In late 2014, Ferreira was promoted to Vice President of Baseball Administration, making her the third female vice-president of baseball operations in MLB history, joining Jean Afterman and Kim Ng, who have had assistant general manager roles with the New York Yankees and Los Angeles Dodgers, respectively.

Ferreira has led large player signings for the Red Sox, such as the six-year, $120 million contract extension for Xander Bogaerts in April 2019.

In September 2019, Ferreira became part of the interim leadership team—along with assistant general managers Brian O'Halloran, Eddie Romero, and Zack Scott—to oversee the Red Sox baseball operations department after the departure of general manager Dave Dombrowski. Along with additional responsibilities, she became the highest ranking woman in MLB operations and a rare female in charge of an MLB team during the regular season. In December 2019, the Red Sox and Ferreira agreed to a multi-year contract, under which her title is Executive Vice President / Assistant General Manager.

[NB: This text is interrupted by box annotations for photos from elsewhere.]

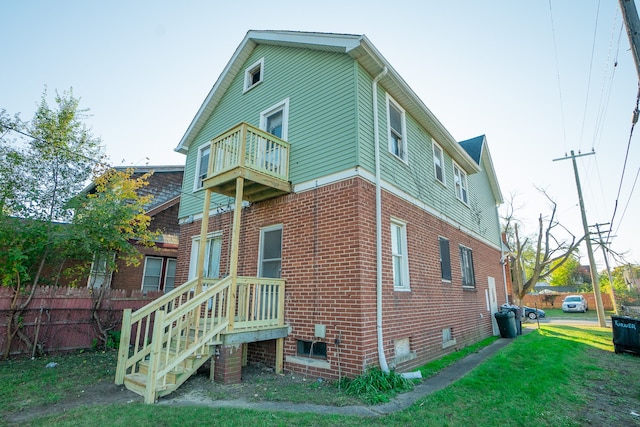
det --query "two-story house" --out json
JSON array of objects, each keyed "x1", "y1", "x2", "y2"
[{"x1": 116, "y1": 31, "x2": 506, "y2": 402}]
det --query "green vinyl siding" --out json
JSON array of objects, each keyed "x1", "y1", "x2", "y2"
[
  {"x1": 180, "y1": 41, "x2": 500, "y2": 245},
  {"x1": 357, "y1": 63, "x2": 500, "y2": 246},
  {"x1": 180, "y1": 45, "x2": 357, "y2": 218}
]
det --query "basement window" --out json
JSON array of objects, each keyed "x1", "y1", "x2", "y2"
[
  {"x1": 442, "y1": 328, "x2": 456, "y2": 348},
  {"x1": 297, "y1": 340, "x2": 327, "y2": 359}
]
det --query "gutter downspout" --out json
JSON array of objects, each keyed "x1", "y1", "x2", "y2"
[{"x1": 371, "y1": 66, "x2": 389, "y2": 373}]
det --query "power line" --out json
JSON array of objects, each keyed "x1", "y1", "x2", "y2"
[
  {"x1": 609, "y1": 84, "x2": 640, "y2": 242},
  {"x1": 578, "y1": 1, "x2": 600, "y2": 153},
  {"x1": 549, "y1": 0, "x2": 567, "y2": 151}
]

During her tenure with the Red Sox, the team has won four World Series championships.

== Personal life ==
Ferreira was born and raised in Cumberland, Rhode Island, the daughter of Gamaliel and Lotty Ferreira, immigrants from Cape Verde. Ferreira graduated from the University of Rhode Island with a B.A. in Communications in 1992. She grew up watching the Pawtucket Red Sox, the local minor league team.

Ferreira is married to Erik Stamps, with whom she has one daughter.